Abstract

Whole transcriptome profiling has long been proposed as a method of identifying cancer-specific gene expression profiles. Indeed, a multitude of these studies have generated vast amounts of expression data for many types of cancer, and most have identified specific gene signatures associated with a given cancer. These studies however, often contradict with each other, and gene lists only rarely overlap, challenging clinical application of cancer gene signatures. To understand this issue, the biological basis of transcriptome dynamics needs to be addressed. Chromosome instability (CIN) is the main contributor to genome heterogeneity and system dynamics, therefore the relationship between CIN, genome heterogeneity, and transcriptome dynamics has important implications for cancer research. In this review, we discuss CIN and its effects on the transcriptome during cancer progression, specifically how stochastic chromosome change results in transcriptome dynamics. This discussion is further applied to metastasis and drug resistance both of which have been linked to multiple diverse molecular mechanisms but are in fact driven by CIN. The diverse molecular mechanisms that drive each process are linked to karyotypic heterogeneity through the evolutionary mechanism of cancer.

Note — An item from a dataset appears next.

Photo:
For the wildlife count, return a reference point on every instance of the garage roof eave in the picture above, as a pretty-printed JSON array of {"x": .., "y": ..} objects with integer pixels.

Karyotypic change and the resultant transcriptome change alter network function within cells increasing the evolutionary potential of the tumor. Future studies must embrace this instability-induced heterogeneity in order to devise new research and treatment modalities that focus on the evolutionary process of cancer rather than the individual genes that are uniquely changed in each tumor. Care is also needed in evaluating results from experimental systems which measure average values of a population.